Genome sequencing of rare diseases

The capacity to sequence genomes, exomes and transcriptomes has profoundly influenced our understanding of the genetics of human disease, especially for rare Mendelian disorders and cancer. According to the Online Mendelian Inheritance in Man database, there are more than 7800 Mendelian disorders, but the causative gene for less than one half of these are known. By sequencing unrelated patients or affected and unaffected family members, early exome studies demonstrated the ability to identify causal alleles for a variety of inherited diseases (Bilgüvar et al., 2010; Ng et al., 2010). In rare cases, sequencing of patient samples has suggested specific clinical interventions that have dramatically altered patient outlook. In one early example, exome sequencing of a child with severe inflammatory bowel disease uncovered a mutation in an important regulator of inflammation, X-lined inhibitor of apoptosis (XIAP). Based on the severity of the child’s symptoms as well as the molecular diagnosis, a bone marrow transplant was given to the patient, which subsequently alleviated his symptoms (Worthey et al., 2011). Despite the power of HTS for disease gene discovery, however, exome sequencing currently identifies the genetic defect in only 25% of cases (Yang et al., 2013).

Cancer genome sequencing

Cancer is another important arena where HTS has been applied to great effect. The Cancer Genome Atlas (TCGA) and International Cancer Genome Consortium (ICGC) have performed genome and exome sequencing on thousands of tumor-normal pairs. These studies have described the mutational landscapes for over 20 cancer types, demonstrating that tumors can vary dramatically in both the type and quantity of mutations (Chang et al., 2013; Lawrence et al., 2014). These global descriptions have been integral to the development of background mutation rates that are necessary for the detection of cancer driver genes. For example, replication timing and gene expression were both found to be important covariates when determining if a gene is mutated at a rate higher than expected (Chang et al., 2013). Using these background models, TCGA-led projects discovered several novel cancer drivers, known drivers in new cancer types and commonly disrupted pathways (Lawrence et al., 2014). Moreover, WGS of cancer samples has also identified high-frequency, non-coding mutations, such as activating mutations in the TERT promoter (Huang et al., 2013), a poorly characterized but highly relevant class of somatic variants.

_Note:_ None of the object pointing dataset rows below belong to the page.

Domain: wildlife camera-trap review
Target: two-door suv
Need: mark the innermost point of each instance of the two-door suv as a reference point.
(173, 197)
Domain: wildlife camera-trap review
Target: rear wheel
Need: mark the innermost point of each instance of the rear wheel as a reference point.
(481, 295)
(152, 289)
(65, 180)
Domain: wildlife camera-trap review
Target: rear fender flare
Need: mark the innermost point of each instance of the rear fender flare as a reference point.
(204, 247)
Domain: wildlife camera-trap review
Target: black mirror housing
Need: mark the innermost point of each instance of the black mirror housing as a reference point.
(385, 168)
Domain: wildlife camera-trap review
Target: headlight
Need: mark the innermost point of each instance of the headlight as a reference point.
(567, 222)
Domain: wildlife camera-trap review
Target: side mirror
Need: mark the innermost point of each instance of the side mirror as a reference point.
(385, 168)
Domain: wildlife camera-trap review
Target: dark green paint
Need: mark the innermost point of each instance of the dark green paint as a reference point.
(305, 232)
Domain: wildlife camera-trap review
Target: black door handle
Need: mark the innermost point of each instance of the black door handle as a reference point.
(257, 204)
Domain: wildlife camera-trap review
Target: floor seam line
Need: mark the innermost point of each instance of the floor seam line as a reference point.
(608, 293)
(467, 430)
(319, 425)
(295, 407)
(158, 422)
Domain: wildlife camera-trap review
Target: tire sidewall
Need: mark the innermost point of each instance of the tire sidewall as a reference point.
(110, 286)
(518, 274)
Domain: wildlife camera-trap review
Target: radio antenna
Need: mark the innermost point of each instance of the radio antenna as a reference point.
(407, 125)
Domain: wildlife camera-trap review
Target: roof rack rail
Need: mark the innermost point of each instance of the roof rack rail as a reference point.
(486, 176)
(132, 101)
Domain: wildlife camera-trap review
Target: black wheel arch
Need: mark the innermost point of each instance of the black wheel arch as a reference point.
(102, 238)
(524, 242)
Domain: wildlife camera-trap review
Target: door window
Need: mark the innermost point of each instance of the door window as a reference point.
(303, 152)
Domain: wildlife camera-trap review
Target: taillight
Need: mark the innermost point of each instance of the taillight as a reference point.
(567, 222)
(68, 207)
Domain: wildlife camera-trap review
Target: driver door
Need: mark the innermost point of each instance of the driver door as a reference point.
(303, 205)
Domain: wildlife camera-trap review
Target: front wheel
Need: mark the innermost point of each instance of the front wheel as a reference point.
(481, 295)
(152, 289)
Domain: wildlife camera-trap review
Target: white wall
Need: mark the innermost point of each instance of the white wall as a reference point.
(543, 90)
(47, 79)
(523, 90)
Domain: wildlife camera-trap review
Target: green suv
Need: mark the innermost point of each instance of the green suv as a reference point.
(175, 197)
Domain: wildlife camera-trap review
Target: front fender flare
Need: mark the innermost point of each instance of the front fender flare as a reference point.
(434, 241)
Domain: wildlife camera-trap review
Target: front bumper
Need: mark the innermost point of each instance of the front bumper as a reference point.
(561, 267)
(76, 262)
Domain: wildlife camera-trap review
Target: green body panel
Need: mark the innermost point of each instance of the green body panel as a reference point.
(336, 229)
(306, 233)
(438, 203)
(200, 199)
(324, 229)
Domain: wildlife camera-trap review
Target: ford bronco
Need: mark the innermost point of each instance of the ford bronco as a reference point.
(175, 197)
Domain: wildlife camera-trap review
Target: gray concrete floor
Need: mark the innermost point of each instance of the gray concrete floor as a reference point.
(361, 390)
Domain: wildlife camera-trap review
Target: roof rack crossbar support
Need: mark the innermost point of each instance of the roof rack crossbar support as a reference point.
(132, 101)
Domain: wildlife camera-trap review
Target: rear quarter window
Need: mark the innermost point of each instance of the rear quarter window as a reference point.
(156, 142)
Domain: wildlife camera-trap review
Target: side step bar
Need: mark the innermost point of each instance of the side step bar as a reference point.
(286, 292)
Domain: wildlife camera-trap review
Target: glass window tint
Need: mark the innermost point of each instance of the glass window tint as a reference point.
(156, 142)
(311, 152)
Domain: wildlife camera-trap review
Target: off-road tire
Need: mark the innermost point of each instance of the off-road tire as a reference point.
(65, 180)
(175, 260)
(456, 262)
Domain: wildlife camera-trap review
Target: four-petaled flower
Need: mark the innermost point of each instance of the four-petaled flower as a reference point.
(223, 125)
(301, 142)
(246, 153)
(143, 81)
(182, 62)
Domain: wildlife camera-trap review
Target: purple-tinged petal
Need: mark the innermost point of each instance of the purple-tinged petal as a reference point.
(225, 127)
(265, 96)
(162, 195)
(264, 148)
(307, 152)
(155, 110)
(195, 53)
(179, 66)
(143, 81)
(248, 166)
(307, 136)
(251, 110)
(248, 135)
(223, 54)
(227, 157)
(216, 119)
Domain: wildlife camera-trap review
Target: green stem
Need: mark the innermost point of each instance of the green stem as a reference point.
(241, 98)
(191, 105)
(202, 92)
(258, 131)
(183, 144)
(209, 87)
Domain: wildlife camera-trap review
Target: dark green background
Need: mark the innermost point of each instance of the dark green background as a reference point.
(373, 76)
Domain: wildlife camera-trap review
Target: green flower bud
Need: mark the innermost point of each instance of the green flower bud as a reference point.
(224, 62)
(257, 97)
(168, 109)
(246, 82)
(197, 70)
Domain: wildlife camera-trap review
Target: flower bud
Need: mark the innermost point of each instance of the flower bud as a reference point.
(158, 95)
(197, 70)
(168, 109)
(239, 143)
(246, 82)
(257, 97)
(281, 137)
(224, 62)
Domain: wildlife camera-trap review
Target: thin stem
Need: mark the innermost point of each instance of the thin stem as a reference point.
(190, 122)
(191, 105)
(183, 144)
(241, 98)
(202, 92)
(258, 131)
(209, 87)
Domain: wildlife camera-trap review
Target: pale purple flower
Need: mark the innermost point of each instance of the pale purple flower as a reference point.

The scale and sensitivity of HTS has also enabled global descriptions of tumor heterogeneity, clonal evolution and the mechanisms underlying drug resistance. By tracking copy number aberrations in primary breast cancer cells using single-cell sequencing techniques, Navin and colleagues demonstrated that copy number rearrangements can occur in bursts, followed by persistent clonal expansion (Navin et al., 2011). Point mutations, in contrast, appear to accumulate more slowly over time, giving rise to more extensive clonal diversity, which may enable the tumor to adapt to diverse selective pressures (Wang et al., 2014). In addition to examining clonal diversity, HTS has also been used to compare primary tumors with relapse lesions, allowing characterization of the effects of chemotherapy as well as the molecular mechanisms underlying resistance to therapy (Van Allen et al., 2014; Ding et al., 2012). Together, these molecular portraits of cancer are forming the foundation of new paradigms for the diagnosis and treatment of cancer.